Pour voir à quelle fin tendoit son preambule,
Moy qui, voyant son port si plein de saincteté,
Pour mourir d'aucun mal ne me feusse doubté.
Enfin, me tapissant au recoin d'une porte,
J'entendy son propos, qui fut de ceste sorte :

<< Ma fille, Dieu vous garde et vous vueille benir
Si je vous veux du mal, qu'il me puisse advenir;
Qu'eussiez vous tout le bien dont le ciel vous est chi-
L'ayant, je n'en seroy plus pauvre ny plus riche: [che!
Car, n'estant plus du monde, au bien je ne pretens,
Ou bien, si j'en desire, en l'autre je l'attens;
D'autre chose icy bas le bon Dieu je ne prie.
A propos, sçavez vous? On dit qu'on vous marie.
Je sçay bien vostre cas : un homme grand, adroit,
Riche, et Dieu sçait s'il a tout ce qu'il vous faudroit.
Il vous ayme si fort! aussi pourquoy, ma fille,
Ne vous aimeroit-il ? vous estes si gentille,
Si mignonne et si belle, et d'un regard si doux,
Que la beauté plus grande est laide auprès de vous.
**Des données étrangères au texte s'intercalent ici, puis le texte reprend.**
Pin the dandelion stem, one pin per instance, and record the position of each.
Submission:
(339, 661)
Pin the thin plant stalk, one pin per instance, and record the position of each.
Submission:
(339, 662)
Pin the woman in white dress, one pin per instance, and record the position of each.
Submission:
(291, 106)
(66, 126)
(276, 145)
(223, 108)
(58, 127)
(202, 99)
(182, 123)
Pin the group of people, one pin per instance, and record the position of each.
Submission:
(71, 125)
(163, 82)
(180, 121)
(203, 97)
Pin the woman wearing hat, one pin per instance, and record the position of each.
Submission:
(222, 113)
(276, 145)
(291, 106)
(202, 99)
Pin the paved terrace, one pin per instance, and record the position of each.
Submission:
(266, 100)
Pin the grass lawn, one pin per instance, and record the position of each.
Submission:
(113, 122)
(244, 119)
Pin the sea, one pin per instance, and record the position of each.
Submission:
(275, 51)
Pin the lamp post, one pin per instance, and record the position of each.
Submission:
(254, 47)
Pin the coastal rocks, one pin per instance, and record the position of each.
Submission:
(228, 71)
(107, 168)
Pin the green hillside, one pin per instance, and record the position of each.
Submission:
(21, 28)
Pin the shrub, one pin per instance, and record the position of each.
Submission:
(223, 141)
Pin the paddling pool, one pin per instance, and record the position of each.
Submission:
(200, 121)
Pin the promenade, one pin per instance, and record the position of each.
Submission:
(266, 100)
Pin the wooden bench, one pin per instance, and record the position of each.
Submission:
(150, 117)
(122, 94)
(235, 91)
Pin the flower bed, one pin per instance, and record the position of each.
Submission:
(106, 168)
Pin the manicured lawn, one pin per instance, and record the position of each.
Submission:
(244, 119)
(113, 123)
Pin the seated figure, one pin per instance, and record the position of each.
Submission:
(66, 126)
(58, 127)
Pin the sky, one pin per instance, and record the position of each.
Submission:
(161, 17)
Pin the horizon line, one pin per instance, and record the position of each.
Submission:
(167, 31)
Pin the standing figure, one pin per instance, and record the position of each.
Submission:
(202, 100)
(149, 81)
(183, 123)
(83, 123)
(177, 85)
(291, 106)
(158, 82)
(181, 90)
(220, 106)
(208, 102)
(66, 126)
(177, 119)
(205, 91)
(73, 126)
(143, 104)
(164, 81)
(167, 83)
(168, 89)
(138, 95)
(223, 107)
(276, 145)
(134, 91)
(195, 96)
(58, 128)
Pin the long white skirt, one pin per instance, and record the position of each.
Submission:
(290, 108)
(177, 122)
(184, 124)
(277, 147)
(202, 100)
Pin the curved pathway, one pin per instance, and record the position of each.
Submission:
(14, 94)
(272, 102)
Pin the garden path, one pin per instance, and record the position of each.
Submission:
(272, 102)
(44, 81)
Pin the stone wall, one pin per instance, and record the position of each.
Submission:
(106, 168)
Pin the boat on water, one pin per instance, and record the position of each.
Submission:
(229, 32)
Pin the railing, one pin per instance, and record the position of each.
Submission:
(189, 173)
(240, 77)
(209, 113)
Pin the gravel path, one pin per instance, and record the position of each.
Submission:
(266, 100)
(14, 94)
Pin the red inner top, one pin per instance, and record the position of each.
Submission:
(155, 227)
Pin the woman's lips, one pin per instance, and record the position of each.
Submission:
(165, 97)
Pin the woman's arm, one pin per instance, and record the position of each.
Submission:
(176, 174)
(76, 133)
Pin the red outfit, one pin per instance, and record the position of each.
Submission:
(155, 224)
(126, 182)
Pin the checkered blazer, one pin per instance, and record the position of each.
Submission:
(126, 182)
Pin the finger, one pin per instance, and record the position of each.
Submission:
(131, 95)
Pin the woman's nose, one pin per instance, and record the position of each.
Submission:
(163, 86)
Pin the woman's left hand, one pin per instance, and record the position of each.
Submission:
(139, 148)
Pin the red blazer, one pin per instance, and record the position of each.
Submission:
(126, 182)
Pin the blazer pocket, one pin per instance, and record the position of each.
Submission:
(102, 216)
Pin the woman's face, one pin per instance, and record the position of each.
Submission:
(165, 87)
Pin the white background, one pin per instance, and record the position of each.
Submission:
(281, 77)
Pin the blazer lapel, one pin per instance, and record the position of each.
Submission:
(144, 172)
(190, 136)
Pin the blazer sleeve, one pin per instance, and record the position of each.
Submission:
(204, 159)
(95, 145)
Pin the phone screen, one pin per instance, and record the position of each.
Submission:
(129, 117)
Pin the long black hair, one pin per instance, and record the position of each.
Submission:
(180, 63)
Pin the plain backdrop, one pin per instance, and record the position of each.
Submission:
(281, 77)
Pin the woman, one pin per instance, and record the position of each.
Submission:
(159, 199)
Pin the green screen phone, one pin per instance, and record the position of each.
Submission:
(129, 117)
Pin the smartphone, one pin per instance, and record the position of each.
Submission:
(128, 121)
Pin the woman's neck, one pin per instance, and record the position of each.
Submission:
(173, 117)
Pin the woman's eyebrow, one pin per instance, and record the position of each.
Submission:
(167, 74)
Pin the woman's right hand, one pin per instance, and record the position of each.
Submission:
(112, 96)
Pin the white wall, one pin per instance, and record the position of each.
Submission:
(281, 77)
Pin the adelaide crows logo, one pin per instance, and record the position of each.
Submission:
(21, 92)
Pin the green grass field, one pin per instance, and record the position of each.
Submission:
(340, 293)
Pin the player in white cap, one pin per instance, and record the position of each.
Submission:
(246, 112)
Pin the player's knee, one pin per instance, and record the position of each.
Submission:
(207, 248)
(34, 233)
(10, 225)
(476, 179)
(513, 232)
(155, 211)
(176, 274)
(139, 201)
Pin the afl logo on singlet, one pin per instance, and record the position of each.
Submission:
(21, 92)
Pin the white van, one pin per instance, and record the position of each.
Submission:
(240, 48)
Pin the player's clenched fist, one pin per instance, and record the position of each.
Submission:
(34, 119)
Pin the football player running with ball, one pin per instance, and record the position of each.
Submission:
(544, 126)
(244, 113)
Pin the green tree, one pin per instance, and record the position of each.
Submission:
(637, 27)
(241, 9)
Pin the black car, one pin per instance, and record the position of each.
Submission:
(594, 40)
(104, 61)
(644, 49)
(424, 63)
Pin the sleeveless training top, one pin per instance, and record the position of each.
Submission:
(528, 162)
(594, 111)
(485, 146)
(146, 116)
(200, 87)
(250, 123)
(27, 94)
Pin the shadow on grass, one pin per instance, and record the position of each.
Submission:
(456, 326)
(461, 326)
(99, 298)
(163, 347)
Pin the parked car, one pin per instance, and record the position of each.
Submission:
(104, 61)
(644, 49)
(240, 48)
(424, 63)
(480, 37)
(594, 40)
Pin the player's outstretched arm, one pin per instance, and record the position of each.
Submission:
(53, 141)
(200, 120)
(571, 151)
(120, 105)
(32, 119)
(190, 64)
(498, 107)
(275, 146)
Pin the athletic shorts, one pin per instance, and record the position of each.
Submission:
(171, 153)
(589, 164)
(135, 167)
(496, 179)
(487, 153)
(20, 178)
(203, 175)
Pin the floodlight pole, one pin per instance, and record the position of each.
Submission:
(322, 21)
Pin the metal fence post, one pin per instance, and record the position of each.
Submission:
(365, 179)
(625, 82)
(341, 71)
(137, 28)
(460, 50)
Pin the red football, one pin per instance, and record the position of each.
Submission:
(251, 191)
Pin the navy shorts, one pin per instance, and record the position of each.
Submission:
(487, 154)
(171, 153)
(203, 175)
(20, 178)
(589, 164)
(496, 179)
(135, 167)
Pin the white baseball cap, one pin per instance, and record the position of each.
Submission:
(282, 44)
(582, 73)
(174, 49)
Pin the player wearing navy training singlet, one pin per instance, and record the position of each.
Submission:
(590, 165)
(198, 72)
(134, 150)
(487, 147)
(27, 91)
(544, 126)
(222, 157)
Mais tout ne respond pas au traict de ce visage
Plus vermeil qu'une rose et plus beau qu'un rivage.
Vous devriez, estant belle, avoir de beaux habits,
Esclater de satin, de perles, de rubis.

Le grand regret que j'ay! non pas, à Dieu ne plaise,
Que j'en ay' de vous voir belle et bien à vostre aise
Mais,pour moy, je voudroy que vous eussiez au moins
Ce qui peut en amour satisfaire à vos soins ;
Que cecy fust de soye et non pas d'estamine.
Ma foy, les beaux habits servent bien à la mine.
On a beau s'ageancer et faire les doux yeux,
Quand on est bien paré on en est tousjours mieux :
Mais, sans avoir du bien, que sert la renommée ?
C'est une vanité confusément semée
Dans l'esprit des humains, un mal d'opinion,
Un faux germe avorté dans nostre affection.